Today is Brigid’s Day, the feast of Imbolc. The crone months of winter are behind us and the maiden spring is beginning. Yesterday I saw the first of the returning geese and the first butterfly. Time to look ahead and look about us at the world and what it is becoming.

She came from the first people, those who made the hills and carved the beds of rivers and the great pools that filled with the oceans, who made light and fire. She used fire to shape the iron bones of the earth into things of beauty and usefulness, and from her father, the first poet, she inherited the gift of turning the coarse utterings of the tongue into poetry and song. From the mother of all things she learned how to heal what was sick and mend what was broken. At her side were the kings of the beasts, and around her feet spring flowers sprung. She was the soul of all that reached towards the sky, the birds, the growing things, the leaping flames. She was life and the turning seasons, adding with each revolution to the richness of the earth.
Such was the world, ordered and peaceful, ruled by wisdom and humanity, caring and beauty, until the invaders came and the great battle that divided it. To heal the wound, she took the invader king for her husband and their children were the vines that knit the broken pieces together again. But the oldest of their sons shattered the pattern again. He took his mother’s gift of shaping iron and he used it against the smith of his father’s folk, killing their wonder-worker, and taking a mortal wound himself.
The song she made for her dead son was the first lamentation for the first sin, the sin against the mother, the defiance of her authority and her wisdom. This was the first sin, and it could never be undone. Death was death, loss was loss, and the mother’s son could never return nor the pain he caused be healed. Never had such a song been sung before, and its echo was to ring out for ever and ever, in the keening for the dead.

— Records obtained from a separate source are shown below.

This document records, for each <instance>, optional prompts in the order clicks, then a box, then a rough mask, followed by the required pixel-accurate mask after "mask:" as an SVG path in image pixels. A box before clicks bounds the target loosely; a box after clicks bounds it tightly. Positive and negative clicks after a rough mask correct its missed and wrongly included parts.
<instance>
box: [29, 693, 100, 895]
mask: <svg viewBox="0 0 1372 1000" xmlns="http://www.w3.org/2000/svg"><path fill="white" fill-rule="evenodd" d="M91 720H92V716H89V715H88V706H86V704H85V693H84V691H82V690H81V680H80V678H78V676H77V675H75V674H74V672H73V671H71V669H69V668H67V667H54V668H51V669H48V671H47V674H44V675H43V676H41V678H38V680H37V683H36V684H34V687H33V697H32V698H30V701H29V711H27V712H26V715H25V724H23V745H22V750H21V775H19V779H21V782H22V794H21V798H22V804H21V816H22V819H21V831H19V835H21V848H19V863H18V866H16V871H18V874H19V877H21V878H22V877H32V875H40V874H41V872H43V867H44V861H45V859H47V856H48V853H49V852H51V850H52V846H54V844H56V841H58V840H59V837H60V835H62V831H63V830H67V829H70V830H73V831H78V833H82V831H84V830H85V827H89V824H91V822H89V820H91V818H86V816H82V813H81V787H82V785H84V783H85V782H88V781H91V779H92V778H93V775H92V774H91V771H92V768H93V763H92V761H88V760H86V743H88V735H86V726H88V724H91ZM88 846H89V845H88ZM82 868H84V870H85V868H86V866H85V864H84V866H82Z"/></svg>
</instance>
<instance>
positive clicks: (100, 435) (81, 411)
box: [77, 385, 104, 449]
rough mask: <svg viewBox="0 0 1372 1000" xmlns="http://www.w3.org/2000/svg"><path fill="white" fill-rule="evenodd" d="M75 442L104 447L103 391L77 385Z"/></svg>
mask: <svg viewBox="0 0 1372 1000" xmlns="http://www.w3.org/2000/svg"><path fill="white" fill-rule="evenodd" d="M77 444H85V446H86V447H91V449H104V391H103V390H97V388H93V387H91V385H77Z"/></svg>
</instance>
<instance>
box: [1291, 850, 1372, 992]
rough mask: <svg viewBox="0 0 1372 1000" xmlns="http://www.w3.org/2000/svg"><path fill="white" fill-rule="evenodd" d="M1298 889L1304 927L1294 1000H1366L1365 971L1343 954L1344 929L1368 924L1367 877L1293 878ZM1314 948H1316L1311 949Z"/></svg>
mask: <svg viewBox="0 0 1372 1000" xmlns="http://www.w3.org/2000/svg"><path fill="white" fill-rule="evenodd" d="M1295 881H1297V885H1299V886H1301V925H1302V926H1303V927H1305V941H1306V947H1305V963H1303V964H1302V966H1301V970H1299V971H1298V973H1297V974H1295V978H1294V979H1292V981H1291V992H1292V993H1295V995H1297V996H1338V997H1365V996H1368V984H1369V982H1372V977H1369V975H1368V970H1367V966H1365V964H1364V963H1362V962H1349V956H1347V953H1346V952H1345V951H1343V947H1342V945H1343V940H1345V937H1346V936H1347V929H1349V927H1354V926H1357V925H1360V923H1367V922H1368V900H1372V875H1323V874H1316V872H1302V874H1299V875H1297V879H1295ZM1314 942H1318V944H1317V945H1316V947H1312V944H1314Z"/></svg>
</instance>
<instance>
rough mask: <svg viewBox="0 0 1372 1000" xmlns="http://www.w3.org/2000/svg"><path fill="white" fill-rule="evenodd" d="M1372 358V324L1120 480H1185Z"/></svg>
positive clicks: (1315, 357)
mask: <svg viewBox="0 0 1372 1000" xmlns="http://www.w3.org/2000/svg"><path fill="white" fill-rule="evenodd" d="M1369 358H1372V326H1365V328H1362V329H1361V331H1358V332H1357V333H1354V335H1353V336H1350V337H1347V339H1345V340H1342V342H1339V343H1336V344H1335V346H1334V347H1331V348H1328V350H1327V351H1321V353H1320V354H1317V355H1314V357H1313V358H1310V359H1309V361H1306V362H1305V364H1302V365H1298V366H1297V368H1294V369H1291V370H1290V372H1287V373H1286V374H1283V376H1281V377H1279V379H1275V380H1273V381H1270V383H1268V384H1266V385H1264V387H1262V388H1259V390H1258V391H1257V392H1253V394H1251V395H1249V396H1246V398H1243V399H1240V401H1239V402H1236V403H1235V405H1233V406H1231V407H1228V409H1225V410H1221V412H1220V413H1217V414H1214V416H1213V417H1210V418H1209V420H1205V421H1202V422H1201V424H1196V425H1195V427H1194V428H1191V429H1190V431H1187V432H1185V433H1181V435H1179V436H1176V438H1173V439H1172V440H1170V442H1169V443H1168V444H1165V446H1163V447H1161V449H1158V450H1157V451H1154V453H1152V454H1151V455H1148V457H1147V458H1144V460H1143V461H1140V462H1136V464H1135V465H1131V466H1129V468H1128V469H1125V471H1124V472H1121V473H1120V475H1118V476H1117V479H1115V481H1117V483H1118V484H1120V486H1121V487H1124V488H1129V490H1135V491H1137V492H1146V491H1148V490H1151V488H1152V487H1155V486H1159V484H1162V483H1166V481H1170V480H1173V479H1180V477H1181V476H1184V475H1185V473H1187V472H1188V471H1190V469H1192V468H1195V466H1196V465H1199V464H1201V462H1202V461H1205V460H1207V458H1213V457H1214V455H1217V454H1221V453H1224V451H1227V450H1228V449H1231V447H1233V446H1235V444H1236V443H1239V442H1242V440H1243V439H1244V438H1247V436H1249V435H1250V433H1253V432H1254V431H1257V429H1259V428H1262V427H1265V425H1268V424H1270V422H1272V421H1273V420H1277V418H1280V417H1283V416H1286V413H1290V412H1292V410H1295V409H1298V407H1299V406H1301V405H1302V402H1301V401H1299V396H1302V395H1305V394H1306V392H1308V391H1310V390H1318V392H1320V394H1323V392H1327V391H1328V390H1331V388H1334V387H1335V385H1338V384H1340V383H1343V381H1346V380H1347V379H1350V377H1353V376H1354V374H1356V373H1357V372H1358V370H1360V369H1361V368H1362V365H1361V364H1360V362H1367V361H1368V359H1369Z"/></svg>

In the dark days that followed the coming of the black monks and their worship of death, the women kept her flame alive, never letting it die. But the keening grew too loud to hear the whispered wisdom, the black robes smothered the bright flames and ignorance took the place of wisdom, rules took the place of poetry, and heavy boots shod with iron replaced the bare feet that coaxed flowers from the spring earth. The world was changed, changed utterly. And so we hear, forever and ever, the keening of women for dead sons who lost the path of wisdom and turned to folly.